One of the latest explosions is said to have sent a pyroclastic flow down the volcano's south and southwest sides.

A pyroclastic flow is a dense, fast-moving flow of solidified lava pieces, volcanic ash, and hot gases. It occurs as part of certain volcanic eruptions. A pyroclastic flow is extremely hot, burning anything in its path. It may move at speeds as high as 200 m/s. [ref. National Geographic Resource Library]

A pyroclastic flow can be 1000℃ or about 1830℉. And 200 meters per second is not quite 450 miles per hour. You are not going to get out of the way of a pyroclastic flow in anything short of a jet airplane.

Richard Robertson, with the seismic research center, told local station NBC Radio that the volcano's old and new dome have been destroyed and that a new crater has been created. He said that the pyroclastic flows would have razed everything in their way.

“Anything that was there, man, animal, anything...they are gone,” he said. “And it’s a terrible thing to say it.”

As for people being confused by the fact that a volcano is still erupting a few days later...

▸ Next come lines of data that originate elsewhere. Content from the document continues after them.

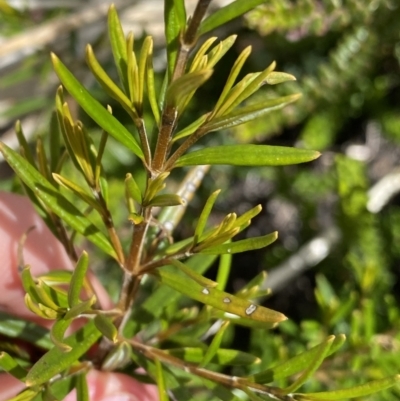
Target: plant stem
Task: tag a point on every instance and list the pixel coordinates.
(226, 380)
(169, 165)
(189, 38)
(144, 140)
(168, 124)
(168, 119)
(108, 222)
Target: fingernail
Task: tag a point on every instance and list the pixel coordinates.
(121, 397)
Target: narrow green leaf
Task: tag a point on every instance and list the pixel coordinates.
(49, 296)
(154, 186)
(204, 281)
(323, 350)
(223, 356)
(248, 113)
(224, 269)
(56, 277)
(14, 327)
(247, 216)
(55, 361)
(154, 305)
(82, 389)
(77, 190)
(106, 327)
(248, 155)
(276, 77)
(39, 309)
(107, 83)
(162, 391)
(132, 188)
(175, 23)
(56, 202)
(236, 95)
(43, 164)
(55, 147)
(100, 153)
(235, 70)
(26, 395)
(94, 109)
(218, 299)
(164, 200)
(23, 143)
(29, 284)
(219, 51)
(296, 364)
(215, 239)
(244, 245)
(77, 280)
(227, 13)
(191, 128)
(215, 345)
(151, 91)
(357, 391)
(145, 52)
(119, 356)
(201, 52)
(80, 308)
(8, 364)
(118, 45)
(57, 334)
(185, 85)
(62, 114)
(205, 213)
(132, 70)
(250, 290)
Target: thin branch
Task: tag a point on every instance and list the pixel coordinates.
(226, 380)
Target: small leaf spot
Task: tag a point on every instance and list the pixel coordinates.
(169, 226)
(251, 309)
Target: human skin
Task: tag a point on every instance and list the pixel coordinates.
(42, 252)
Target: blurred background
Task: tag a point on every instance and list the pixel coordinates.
(336, 265)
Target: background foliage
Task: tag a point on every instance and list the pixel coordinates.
(339, 215)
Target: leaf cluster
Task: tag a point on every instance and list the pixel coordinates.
(155, 332)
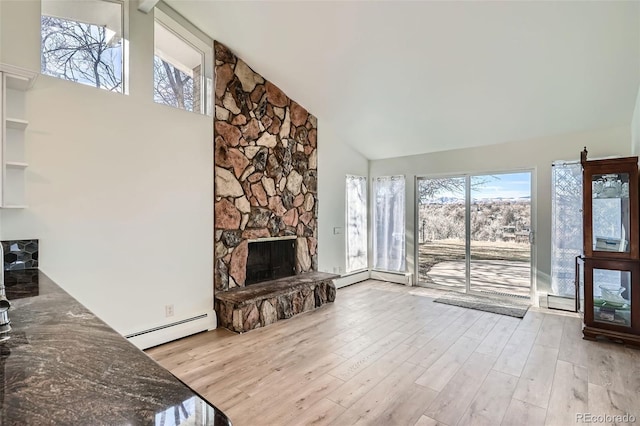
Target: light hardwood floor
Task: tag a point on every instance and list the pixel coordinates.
(385, 354)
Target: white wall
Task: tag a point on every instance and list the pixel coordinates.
(335, 161)
(537, 154)
(120, 189)
(635, 127)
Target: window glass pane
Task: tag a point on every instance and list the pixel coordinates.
(82, 42)
(177, 71)
(389, 223)
(356, 223)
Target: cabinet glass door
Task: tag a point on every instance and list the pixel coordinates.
(610, 212)
(612, 297)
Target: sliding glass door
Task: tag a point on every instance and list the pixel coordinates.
(441, 232)
(500, 248)
(474, 233)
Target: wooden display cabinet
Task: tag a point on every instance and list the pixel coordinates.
(611, 250)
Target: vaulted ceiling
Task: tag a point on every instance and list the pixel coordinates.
(398, 78)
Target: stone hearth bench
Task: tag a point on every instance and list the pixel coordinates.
(245, 308)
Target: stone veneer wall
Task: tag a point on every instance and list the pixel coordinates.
(265, 169)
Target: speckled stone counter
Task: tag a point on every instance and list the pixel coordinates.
(63, 365)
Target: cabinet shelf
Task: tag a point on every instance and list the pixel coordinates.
(611, 249)
(16, 123)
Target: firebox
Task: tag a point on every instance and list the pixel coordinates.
(270, 260)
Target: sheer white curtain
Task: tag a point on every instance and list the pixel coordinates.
(566, 226)
(389, 223)
(356, 223)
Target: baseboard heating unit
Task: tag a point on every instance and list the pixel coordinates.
(167, 332)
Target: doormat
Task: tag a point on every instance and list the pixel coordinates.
(487, 304)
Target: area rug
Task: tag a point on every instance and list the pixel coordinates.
(497, 306)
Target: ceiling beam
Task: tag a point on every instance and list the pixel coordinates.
(146, 5)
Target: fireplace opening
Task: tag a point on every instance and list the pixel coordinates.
(270, 260)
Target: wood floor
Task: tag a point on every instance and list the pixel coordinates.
(385, 354)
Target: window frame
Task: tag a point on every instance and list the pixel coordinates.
(124, 22)
(173, 22)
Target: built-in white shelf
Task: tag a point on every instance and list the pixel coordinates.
(16, 164)
(14, 82)
(16, 123)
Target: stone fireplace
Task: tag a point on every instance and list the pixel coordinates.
(266, 201)
(270, 259)
(265, 170)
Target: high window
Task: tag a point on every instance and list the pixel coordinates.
(83, 41)
(181, 73)
(389, 223)
(356, 223)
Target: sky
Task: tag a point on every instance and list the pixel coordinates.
(507, 185)
(512, 185)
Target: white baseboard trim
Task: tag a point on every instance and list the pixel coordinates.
(561, 303)
(405, 278)
(351, 279)
(172, 331)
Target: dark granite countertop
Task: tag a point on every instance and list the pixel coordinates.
(63, 365)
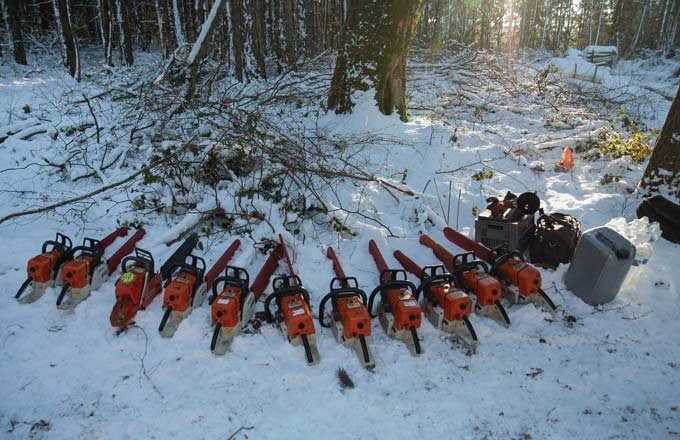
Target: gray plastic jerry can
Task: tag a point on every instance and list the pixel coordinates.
(600, 264)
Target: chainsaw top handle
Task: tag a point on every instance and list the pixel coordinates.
(502, 258)
(339, 283)
(89, 248)
(432, 271)
(141, 258)
(435, 280)
(195, 267)
(389, 285)
(335, 295)
(233, 277)
(282, 293)
(61, 244)
(285, 281)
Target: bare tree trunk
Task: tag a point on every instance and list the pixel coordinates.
(200, 48)
(123, 11)
(258, 35)
(376, 41)
(68, 41)
(163, 28)
(238, 36)
(177, 19)
(10, 11)
(664, 165)
(107, 22)
(633, 46)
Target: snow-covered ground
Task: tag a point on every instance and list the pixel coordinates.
(592, 373)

The eastern Caribbean has 19 live volcanoes, 17 of those located on 11 islands. The remaining two are located underwater near Grenada, including one called Kick ’Em Jenny that has been active in recent years. The most active volcano of all is Soufriere Hills in Montserrat, which has erupted continuously since 1995, destroying the capital of Plymouth and killing at least 19 people in 1997. [My emphasis. Z-Deb]

There are other hazards of course. Some of the gas is acidic in nature and can cause you to loose consciousness from oxygen deprivation.

So, you can die of sufication, or you can be burned to a cinder by 1800 degree wind. You can have debris fall on you, though I haven't heard much about volcanic bombs or blocks, lava blobs or rocks larger than 2.5 inches, which can be thrown 100s of feet in the air or more, and land miles from the crater. I think I would get out of there.